Another of Arizona's picturesque gold towns was Tombstone, in the southeast corner of the present state. That name was originated by Ed Schieffelin, a soldier stationed at a nearby army post, Fort Huachuca. According to the story, when Schieffelin set o out from the fort on a prospecting trip into the Apache-infested back country, he was told by a fellow soldier, 'Instead of a mine, you'll find a tombstone.' Schieffelin kept the warning in mind, and when he happened on a promising outcrop of rock and staked out a claim, he called it Tombstone.

Later, in 1878, he, his brother Al, an assayer named Gird and several others returned and filed a number of additional claims, to which they gave such names as Lucky Cuss, Tough-Nut, Goodenough and East Side. Some development work was done, but the yield was so meager that most of the original group gave up in disgust. On leaving they suggested that Tombstone be rechristened Graveyard because, they said, it was the spot where they had 'buried their hopes.' Those who remained were themselves on the point t of leaving when Ed Schieffelin struck a ledge so rich as to set off a concerted rush into the district. By the end of 1879 Tombstone had forty houses, several hundred tents, and a population of one thousand; two years later that number had increased sevenfold.

Tombstone remained a large producer of gold and silver for more than ten years.
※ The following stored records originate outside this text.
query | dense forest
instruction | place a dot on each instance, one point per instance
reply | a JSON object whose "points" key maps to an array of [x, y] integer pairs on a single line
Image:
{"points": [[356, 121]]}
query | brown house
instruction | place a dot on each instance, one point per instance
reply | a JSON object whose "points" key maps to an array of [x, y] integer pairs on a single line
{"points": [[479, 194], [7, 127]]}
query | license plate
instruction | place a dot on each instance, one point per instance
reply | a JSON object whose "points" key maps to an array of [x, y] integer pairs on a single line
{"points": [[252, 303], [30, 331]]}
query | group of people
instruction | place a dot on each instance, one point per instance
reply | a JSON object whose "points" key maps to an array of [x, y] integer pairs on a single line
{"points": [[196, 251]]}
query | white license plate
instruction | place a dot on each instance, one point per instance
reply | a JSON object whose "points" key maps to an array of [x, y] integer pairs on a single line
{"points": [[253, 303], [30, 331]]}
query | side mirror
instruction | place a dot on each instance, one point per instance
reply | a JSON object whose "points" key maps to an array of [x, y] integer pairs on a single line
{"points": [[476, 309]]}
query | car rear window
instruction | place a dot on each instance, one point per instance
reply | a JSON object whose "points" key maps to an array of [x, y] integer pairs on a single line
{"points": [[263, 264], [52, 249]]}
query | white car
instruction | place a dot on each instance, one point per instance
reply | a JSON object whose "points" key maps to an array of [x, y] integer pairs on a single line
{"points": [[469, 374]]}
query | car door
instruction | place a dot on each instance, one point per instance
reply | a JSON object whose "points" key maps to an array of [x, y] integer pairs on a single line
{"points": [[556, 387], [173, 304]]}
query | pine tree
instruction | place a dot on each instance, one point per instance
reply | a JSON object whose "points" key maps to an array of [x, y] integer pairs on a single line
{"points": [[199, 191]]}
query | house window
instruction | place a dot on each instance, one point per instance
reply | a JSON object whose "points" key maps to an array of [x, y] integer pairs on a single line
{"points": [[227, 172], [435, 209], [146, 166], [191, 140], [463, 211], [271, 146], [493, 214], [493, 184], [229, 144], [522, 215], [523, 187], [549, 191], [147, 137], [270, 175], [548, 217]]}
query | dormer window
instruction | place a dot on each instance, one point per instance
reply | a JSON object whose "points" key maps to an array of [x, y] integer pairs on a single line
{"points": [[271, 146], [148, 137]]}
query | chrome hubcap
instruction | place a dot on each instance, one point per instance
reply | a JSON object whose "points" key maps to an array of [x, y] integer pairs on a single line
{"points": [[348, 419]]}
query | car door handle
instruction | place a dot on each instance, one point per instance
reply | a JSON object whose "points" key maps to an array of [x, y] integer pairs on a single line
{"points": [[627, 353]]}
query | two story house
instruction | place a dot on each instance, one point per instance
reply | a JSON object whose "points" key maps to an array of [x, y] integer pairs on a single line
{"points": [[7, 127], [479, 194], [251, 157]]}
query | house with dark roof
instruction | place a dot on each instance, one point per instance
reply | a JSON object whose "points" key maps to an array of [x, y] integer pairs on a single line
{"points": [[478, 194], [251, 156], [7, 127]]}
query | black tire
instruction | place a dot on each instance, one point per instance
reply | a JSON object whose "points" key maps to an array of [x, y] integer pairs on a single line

But in the early 1880s, a decline set in--largely because the amount of water flowing into the mine shafts made it unprofitable to operate below the 500-foot level--and by 18 90 its population had shrunk to less than two thousand. However, its mines continued to be worked intermittently for many years longer. During the first sixty years they added an estimated eighty million dollars to the world's supply of gold and silver.

From Jay Monaghan, ed., American West (New York: Bonanza Books, 1963), p. 155.